An increasingly complex business environment, where rapid changes in technology, competition, regulation and customer needs are the norm, has led to the search for new ways in which organisations can develop the right capabilities by which they can continuously anticipate the need for change.
In particular, effective entrepreneurial leadership is becoming increasingly important in ensuring that organisations adapt quickly to changes in today’s fast moving global economy.
But what is entrepreneurial leadership and what does it mean for those working with such an individual?
Various studies have shown entrepreneurial leadership is actually not one particular trait but actually a range of different personal attributes. These include the ability to anticipate, envision, maintain flexibility, think strategically and work with others to initiate changes that will create a viable future for the organisation.
However, the most critical defining factor is that good entrepreneurial leaders care about their organisations and their people but this is a difficult balancing act in ensuring that they can work closely with their staff whilst maintaining a leadership role.
For example, they need to be friendly, approachable and treat them like equals whilst remaining sufficiently distant to exert authority. They also ensure that their team are empowered to make decisions, are aware of the rewards and penalties of not achieving their objectives but also trust the leader’s judgement.
They do not impose their solutions on their teams or exclude or suppress potential. Rather they encourage their staff to be creative and to find their own solutions to problems.
Most importantly, the authority of entrepreneurial leaders does not come from the position they are given but from their expertise and values.
Having a fancy job title does not make someone a leader. Instead such individuals gain respect by leading through example, empowering their teams and nurturing leaders at all levels to ensure that the organisation is successful even when they are not around.
One of the key characteristics of such individuals is that they constantly challenge the status quo to see whether they are doing the right things or if what they are doing can be done better or cheaper.
Entrepreneurial leaders do not just identify the problem. Instead, they determine the solution and ensure that the required actions get implemented. They also do not let the difficulty of making tough decisions deter them from doing that which will improve the organisation.
Such individuals set the tone and determine the values of the organisation they lead, being careful in ensuring that everything they do reflects the values they espouse and they encourage their people to examine their own values.
Most important of all, entrepreneurial leaders are focused on developing others around them and create a sense of urgency within the organisation and a mission worth achieving. They set goals that stretch people’s abilities, develop a spirit of teamwork and build confidence.
Even when there is no immediate problem, entrepreneurial leaders will often stir things up by breaking down established bureaucratic procedures or setting new stretch targets and goals.

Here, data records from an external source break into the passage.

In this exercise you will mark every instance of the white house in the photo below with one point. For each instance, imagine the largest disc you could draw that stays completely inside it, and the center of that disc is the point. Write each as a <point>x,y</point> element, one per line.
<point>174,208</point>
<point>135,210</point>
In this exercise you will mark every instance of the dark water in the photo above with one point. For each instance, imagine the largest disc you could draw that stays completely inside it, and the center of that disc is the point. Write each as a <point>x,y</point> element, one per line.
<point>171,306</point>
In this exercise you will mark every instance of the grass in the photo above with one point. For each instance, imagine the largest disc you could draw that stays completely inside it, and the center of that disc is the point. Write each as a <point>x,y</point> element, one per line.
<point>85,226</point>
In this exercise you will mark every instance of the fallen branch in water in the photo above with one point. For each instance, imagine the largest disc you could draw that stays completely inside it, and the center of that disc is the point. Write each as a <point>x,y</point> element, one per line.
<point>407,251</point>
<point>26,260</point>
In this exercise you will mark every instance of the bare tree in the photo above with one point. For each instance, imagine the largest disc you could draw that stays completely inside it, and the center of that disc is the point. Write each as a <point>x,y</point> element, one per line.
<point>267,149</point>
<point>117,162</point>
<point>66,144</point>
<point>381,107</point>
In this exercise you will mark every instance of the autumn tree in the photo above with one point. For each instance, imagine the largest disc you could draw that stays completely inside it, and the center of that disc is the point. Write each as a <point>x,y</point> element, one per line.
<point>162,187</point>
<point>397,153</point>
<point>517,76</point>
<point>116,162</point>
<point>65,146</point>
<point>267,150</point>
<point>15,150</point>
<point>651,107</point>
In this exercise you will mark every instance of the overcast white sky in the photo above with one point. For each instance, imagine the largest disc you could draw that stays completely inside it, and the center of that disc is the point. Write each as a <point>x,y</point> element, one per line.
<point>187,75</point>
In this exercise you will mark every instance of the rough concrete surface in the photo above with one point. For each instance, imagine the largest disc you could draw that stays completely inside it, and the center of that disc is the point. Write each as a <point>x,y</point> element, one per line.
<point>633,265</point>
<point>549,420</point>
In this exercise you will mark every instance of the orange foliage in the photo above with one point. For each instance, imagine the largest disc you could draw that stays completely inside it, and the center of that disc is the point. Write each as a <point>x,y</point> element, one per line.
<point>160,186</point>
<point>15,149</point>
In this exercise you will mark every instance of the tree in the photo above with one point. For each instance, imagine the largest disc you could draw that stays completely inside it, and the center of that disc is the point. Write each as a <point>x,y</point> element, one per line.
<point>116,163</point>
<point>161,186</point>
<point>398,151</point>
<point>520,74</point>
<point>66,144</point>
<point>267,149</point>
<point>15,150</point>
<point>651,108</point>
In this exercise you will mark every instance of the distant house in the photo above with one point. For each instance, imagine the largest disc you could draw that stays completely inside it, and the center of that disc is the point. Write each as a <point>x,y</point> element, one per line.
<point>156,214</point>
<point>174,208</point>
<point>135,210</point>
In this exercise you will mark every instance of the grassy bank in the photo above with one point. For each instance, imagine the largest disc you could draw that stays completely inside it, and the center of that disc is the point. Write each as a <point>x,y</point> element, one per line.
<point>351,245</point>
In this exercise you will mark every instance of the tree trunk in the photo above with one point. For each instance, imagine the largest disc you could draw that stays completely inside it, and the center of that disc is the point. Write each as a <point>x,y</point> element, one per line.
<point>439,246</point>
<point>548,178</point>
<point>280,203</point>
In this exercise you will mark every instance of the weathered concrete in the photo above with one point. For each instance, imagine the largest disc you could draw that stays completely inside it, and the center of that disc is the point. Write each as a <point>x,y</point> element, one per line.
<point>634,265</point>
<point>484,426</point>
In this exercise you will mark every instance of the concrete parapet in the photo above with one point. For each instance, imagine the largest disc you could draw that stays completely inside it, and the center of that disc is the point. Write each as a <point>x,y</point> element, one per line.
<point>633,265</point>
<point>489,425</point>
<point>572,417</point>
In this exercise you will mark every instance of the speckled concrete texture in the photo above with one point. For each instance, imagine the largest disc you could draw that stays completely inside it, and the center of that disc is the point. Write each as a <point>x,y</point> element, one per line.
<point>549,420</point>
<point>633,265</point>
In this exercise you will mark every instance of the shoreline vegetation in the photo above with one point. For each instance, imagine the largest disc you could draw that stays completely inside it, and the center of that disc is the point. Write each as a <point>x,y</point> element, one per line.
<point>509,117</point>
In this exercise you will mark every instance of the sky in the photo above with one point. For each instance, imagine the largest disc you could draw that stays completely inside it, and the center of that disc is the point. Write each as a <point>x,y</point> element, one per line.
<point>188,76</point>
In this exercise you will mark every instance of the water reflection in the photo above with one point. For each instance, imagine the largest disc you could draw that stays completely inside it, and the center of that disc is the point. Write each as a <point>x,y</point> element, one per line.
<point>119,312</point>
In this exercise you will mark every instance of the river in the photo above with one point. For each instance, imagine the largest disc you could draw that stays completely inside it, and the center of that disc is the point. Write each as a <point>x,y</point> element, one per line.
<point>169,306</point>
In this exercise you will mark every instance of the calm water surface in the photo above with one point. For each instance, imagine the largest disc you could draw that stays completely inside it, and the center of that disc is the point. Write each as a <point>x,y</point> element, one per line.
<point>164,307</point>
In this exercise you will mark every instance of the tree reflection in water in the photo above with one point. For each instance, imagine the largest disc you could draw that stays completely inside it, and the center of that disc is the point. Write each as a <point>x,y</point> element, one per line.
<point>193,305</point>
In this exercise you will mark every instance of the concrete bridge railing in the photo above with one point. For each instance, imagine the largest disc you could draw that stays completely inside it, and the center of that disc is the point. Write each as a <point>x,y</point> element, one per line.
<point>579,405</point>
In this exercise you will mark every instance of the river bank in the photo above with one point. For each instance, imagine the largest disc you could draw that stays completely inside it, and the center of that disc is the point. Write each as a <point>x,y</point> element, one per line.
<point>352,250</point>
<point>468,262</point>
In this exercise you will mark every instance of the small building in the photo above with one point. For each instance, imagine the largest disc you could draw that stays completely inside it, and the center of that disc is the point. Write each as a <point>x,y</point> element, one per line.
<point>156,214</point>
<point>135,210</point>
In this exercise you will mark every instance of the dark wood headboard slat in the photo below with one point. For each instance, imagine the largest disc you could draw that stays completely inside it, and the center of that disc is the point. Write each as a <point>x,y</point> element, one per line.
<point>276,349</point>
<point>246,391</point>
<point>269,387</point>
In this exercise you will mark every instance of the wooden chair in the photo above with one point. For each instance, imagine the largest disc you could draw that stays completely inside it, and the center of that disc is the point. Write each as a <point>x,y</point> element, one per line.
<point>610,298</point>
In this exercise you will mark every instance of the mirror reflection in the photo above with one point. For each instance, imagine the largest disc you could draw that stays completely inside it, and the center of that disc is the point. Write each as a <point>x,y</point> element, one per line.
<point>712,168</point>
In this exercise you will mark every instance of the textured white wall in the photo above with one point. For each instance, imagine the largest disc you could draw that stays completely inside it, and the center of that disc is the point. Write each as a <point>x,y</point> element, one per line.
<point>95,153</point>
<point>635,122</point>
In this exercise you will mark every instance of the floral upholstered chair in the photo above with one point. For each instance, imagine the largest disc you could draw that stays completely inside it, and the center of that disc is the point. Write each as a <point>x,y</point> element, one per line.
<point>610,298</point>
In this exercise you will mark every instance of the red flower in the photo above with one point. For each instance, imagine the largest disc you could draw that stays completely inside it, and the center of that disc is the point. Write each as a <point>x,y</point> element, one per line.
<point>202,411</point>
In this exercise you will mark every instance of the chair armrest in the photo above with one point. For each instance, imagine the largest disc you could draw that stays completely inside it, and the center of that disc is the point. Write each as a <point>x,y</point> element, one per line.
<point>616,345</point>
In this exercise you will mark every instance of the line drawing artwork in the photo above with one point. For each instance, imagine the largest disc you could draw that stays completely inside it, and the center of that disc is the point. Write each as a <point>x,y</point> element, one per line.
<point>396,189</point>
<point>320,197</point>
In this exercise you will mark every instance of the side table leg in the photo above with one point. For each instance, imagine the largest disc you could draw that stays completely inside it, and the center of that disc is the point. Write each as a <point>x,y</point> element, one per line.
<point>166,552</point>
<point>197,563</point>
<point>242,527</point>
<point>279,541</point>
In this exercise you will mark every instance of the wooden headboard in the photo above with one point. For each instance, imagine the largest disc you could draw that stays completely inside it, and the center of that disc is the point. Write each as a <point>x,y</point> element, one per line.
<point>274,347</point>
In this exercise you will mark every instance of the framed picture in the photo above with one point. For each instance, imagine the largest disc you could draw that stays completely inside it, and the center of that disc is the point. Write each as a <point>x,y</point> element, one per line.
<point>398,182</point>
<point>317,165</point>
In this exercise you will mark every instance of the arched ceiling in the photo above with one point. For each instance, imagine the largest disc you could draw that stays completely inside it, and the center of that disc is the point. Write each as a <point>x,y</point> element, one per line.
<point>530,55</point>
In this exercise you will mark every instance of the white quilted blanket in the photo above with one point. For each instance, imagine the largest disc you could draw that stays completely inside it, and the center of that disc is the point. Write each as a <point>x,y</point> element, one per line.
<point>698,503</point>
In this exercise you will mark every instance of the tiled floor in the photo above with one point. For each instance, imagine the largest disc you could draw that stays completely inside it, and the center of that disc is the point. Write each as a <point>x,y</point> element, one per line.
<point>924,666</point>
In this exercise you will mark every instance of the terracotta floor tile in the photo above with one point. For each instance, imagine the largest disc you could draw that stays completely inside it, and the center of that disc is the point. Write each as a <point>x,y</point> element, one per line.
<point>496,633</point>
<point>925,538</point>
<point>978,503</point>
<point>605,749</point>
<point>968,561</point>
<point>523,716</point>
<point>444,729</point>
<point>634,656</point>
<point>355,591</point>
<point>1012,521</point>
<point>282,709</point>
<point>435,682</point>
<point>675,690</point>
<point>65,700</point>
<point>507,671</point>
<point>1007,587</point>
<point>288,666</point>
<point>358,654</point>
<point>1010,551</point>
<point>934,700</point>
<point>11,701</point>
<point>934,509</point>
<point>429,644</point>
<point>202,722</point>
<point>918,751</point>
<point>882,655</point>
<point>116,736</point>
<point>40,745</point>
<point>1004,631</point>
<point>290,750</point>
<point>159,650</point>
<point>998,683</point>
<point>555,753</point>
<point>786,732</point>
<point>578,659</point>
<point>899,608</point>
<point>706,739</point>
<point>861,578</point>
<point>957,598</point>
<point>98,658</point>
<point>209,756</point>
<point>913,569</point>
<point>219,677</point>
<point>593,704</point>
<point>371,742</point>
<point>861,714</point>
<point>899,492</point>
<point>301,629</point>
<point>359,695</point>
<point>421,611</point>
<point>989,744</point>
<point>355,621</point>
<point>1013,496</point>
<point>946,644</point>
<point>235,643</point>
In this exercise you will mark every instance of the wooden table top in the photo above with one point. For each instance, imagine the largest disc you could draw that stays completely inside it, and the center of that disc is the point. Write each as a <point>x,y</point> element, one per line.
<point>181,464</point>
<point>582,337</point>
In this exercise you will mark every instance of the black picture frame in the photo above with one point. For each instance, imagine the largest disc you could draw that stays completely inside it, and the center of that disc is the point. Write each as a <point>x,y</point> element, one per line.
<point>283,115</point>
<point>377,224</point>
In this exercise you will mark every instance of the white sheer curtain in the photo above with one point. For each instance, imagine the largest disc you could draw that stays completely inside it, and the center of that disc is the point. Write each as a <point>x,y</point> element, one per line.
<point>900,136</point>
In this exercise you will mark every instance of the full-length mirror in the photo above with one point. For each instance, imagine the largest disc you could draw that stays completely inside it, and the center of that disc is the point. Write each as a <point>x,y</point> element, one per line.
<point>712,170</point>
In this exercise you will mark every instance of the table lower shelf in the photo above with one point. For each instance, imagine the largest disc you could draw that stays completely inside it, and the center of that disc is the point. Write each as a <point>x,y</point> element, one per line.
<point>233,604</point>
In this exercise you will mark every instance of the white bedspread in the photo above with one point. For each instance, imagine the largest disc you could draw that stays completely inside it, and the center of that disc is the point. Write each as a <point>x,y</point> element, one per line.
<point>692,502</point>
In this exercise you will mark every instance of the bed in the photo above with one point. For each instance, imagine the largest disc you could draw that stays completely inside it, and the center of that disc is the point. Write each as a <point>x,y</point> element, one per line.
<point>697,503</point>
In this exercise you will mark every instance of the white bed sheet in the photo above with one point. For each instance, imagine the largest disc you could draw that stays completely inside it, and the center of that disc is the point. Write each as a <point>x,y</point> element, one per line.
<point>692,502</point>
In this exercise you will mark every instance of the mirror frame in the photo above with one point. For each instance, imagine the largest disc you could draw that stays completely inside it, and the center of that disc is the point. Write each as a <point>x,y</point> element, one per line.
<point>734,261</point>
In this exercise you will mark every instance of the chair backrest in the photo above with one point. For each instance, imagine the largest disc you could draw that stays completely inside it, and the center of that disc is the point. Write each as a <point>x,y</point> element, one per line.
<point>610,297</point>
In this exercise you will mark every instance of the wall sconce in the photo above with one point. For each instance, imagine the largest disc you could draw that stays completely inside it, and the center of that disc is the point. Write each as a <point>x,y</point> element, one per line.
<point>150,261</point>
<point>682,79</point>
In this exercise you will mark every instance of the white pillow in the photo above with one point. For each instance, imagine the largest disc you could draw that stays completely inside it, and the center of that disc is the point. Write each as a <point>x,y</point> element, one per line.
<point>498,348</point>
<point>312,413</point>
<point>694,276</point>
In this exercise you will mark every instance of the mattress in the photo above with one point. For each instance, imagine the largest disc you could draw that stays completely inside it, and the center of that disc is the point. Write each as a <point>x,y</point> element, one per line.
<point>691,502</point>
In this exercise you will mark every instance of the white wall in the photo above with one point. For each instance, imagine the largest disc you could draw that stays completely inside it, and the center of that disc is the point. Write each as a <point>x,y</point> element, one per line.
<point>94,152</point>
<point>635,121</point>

As a result, success is usually not measured in quantitative terms but in less tangible ways such as when everyone in the organisation feels that they come to work excited and are proud to be associated with the organisation.
But how do entrepreneurial leaders achieve such results?
To facilitate this, the entrepreneurial leader needs to set the work climate, orchestrate the process of seeking and realising opportunities and become actively involved in identifying and developing new ideas.
However, there must also be an acceptance that not everything will work and that dealing properly with failure is as important as celebrating success of all entrepreneurial leaders, especially in identifying the reasons for failure, and ensuring there is learning from any errors.
The last twelve months has seen events around the world that we would never have envisaged this time last year and it is clear that there is a need for a new breed of entrepreneurial leader who is innovative, enthusiastic and can provide a new sense of direction in an uncertain world.
Therefore, the challenge for many organisations is to look beyond their previous methods to recruit senior management and promote those individuals that can really make a difference quickly.
Certainly, Brexit and the challenges it brings to the public and private sector in the UK will require different approaches that may, in some instances, be unconventional but which will reap real rewards for those organisations led by entrepreneurial leaders.
Professor Dylan Jones-Evans was previously Professor of Entrepreneurship and Strategy at Bristol Business School. He is now Assistant Pro-Vice Chancellor at University of South Wales Business School.